Every piece of QMR’s grading workflow traces back to the exam. An exam is more than a test name — it’s the container that holds your answer key, links to an answer sheet template, and groups the class sittings that take it. Understanding how these parts connect will help you set everything up correctly before printing a single sheet.Documentation Index
Fetch the complete documentation index at: https://docs.qmr.kr/llms.txt
Use this file to discover all available pages before exploring further.
The exam
When you create an exam in the dashboard, you give it four pieces of identifying information:- Title — the name of the test (for example, “Mid-term English”).
- Year — the academic year the exam belongs to.
- Round number — which sitting this is within the year (for example, Round 2 of a monthly series).
- Subject — the subject area, shown as a badge in the exam list.
- Active / Inactive — an active exam accepts new scanned submissions. Deactivate an exam when the grading period is over to remove it from your working list without deleting any data.
- Answer status — shows “Entry required” until you have entered the correct answer for every question in the problem set. Scanning works without an answer key, but answers will not be graded until the key is complete.
Answer sheet templates
The answer sheet template (called an exam paper in the dashboard) defines the physical layout of the paper students write on. It is a reusable design that you create once and can attach to multiple exams. When you print answer sheets for a round, QMR generates a PDF based on this template. A template is built from three types of areas, each drawn onto the sheet background using the visual area editor:- QR code area — every sheet has exactly one QR code zone. When a sheet is scanned, QMR reads this code first. It encodes the exam, the round, and the student, so no manual lookup is ever needed.

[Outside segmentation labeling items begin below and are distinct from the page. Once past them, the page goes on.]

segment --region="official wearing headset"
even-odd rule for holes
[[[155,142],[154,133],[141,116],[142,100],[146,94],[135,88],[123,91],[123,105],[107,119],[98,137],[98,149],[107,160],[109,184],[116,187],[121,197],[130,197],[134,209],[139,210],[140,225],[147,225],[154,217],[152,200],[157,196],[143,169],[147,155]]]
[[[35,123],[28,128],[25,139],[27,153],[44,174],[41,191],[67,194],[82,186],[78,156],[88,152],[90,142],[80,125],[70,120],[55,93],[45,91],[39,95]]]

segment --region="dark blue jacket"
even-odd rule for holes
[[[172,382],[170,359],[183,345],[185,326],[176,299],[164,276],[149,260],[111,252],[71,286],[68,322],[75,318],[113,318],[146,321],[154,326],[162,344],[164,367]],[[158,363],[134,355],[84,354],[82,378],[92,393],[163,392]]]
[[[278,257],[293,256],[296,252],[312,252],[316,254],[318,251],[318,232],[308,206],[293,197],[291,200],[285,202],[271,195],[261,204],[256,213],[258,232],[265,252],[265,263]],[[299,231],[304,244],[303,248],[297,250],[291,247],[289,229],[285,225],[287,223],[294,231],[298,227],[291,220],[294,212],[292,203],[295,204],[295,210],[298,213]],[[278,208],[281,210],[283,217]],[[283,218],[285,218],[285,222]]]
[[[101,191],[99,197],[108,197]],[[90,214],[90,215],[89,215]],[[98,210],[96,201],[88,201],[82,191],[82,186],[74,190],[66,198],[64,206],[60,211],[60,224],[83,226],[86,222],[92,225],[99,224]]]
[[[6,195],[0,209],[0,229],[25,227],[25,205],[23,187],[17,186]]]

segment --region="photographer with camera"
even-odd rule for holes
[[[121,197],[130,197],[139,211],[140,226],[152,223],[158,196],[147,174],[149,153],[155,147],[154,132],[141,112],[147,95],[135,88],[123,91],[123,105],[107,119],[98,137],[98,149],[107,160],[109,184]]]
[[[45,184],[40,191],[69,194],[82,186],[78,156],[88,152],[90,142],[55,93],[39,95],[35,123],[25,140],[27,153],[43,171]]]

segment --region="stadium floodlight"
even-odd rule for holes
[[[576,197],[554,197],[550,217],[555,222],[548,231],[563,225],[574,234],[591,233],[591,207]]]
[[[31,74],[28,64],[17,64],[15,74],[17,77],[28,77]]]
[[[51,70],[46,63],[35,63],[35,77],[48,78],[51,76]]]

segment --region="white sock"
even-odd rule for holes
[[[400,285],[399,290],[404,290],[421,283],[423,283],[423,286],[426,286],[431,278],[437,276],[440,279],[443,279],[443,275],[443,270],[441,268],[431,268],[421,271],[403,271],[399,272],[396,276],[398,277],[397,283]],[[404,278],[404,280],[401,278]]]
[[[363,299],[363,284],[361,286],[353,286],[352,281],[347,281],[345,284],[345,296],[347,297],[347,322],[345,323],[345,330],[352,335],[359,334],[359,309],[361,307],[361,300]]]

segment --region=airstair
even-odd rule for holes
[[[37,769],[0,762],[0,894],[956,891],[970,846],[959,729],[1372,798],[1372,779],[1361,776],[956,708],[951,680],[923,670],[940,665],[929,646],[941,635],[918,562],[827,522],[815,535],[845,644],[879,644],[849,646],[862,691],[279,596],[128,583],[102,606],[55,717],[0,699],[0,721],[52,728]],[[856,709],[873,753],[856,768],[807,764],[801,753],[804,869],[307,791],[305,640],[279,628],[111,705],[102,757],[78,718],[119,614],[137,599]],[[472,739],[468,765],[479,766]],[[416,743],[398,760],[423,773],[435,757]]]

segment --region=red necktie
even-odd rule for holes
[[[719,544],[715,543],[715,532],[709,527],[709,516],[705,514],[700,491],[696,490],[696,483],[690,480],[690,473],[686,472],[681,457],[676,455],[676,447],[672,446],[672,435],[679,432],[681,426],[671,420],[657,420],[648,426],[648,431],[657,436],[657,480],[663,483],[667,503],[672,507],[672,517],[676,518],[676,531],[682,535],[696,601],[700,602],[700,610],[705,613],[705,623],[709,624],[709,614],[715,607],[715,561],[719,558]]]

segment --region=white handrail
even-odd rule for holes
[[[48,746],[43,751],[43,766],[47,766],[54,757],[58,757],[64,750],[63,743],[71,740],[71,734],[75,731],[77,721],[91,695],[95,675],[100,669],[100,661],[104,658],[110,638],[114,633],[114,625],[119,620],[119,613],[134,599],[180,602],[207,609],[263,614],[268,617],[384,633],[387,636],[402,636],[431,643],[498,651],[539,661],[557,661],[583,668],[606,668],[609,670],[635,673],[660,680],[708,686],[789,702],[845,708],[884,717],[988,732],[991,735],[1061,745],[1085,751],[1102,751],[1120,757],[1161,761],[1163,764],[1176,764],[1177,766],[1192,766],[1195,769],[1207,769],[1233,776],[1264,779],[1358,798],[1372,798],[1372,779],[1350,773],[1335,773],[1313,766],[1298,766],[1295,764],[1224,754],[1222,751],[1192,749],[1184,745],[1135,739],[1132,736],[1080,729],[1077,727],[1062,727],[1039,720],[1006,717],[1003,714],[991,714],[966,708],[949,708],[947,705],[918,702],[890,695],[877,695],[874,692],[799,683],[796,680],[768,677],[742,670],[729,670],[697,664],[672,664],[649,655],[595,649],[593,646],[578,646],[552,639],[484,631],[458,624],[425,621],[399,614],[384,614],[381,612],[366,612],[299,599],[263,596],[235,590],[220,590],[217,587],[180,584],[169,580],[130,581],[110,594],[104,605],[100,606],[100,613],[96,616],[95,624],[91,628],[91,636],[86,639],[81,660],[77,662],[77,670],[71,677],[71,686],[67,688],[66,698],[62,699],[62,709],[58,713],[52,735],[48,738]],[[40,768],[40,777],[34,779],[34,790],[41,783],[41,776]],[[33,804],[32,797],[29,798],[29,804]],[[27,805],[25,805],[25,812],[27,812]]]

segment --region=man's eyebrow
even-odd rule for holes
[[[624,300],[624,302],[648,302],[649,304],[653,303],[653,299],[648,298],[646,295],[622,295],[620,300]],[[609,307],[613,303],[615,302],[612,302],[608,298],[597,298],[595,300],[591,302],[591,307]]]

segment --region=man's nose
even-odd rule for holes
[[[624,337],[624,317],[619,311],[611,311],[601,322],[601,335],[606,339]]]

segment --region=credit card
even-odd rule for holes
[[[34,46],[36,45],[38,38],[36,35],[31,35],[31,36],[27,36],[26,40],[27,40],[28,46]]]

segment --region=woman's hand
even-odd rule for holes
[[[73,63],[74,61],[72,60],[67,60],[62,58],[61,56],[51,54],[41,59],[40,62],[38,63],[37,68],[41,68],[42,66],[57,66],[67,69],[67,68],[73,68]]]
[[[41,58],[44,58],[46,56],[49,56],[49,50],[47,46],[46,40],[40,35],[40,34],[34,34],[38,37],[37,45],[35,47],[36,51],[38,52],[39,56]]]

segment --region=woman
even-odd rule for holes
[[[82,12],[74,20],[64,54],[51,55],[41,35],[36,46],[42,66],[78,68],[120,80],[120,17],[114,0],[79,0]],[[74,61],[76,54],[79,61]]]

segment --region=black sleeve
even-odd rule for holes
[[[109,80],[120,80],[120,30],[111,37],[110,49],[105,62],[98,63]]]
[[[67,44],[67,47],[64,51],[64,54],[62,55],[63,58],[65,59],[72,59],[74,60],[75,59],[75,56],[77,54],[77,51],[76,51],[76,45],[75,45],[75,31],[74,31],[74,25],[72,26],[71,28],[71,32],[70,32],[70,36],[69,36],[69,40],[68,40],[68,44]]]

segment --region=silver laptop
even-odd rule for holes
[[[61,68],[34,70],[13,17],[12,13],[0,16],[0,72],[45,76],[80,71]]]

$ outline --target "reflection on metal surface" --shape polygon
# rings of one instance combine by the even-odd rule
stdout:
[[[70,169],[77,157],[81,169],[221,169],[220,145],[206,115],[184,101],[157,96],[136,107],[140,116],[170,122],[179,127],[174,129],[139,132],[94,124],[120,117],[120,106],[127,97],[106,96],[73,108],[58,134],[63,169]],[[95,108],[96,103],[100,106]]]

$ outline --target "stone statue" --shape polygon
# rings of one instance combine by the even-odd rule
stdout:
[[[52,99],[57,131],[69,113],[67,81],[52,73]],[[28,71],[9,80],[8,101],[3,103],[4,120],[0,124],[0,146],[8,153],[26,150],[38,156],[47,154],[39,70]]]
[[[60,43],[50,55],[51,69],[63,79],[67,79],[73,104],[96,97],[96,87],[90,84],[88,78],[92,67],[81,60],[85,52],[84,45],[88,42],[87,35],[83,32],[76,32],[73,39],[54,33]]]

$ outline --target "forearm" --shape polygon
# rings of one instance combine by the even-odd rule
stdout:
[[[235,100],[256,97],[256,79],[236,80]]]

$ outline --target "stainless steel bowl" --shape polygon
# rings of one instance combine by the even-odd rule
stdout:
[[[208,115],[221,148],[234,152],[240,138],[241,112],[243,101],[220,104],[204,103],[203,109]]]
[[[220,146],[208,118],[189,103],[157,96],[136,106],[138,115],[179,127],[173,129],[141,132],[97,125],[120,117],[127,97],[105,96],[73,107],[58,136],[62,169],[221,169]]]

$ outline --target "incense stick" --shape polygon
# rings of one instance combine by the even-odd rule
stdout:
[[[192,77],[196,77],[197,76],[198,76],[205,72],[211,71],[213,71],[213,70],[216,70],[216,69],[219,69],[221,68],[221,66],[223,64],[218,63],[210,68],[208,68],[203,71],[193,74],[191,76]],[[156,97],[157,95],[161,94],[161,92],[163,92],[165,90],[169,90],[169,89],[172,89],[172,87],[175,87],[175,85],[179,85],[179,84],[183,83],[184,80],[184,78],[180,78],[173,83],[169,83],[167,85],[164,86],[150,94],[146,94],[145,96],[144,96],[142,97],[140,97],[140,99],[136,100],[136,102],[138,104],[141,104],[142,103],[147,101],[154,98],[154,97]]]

- Student information area — the section where a student writes or marks their name and student ID. This area is recognised by QMR to assist with student identification.
- Problem marking areas — the bubble or checkbox regions where students mark their answers. Each area maps to one or more questions on the exam.
A template must have a QR code area defined before any answer sheets can be printed. Without it, QMR cannot link a scanned sheet to an exam or a student.
Exam rounds
A round represents one specific sitting of the exam — one class group taking the test on a particular date. A single exam can have as many rounds as you need. For example, if Class A takes the mid-term on Monday and Class B takes the same exam on Wednesday, you create two rounds under the same exam. Each round gets its own PDF of answer sheets (with QR codes that identify the round), its own list of submissions, and its own slice of statistics. To add a round, open the exam detail page and use the Add group (section) button in the groups table. You can rename a round inline at any time. To print the answer sheets for a round, click Download next to that round — QMR generates the PDF in seconds.Problem sets and the answer key
Each exam has at least one problem set (called a set in the dashboard). A problem set groups a collection of questions with a name, individual point values, and — once you enter them — the correct answers. The answer key is entered per problem set by clicking Enter or Edit in the answer column of the problem sets table.Find the answer information section
Scroll to the Answer information section. The table lists every problem set attached to the exam, along with the question count and completion status.
Enter correct answers and point values
Click Enter (or Edit if you have already started) next to a problem set. A side panel opens where you can type the correct answer for each question and set its point value.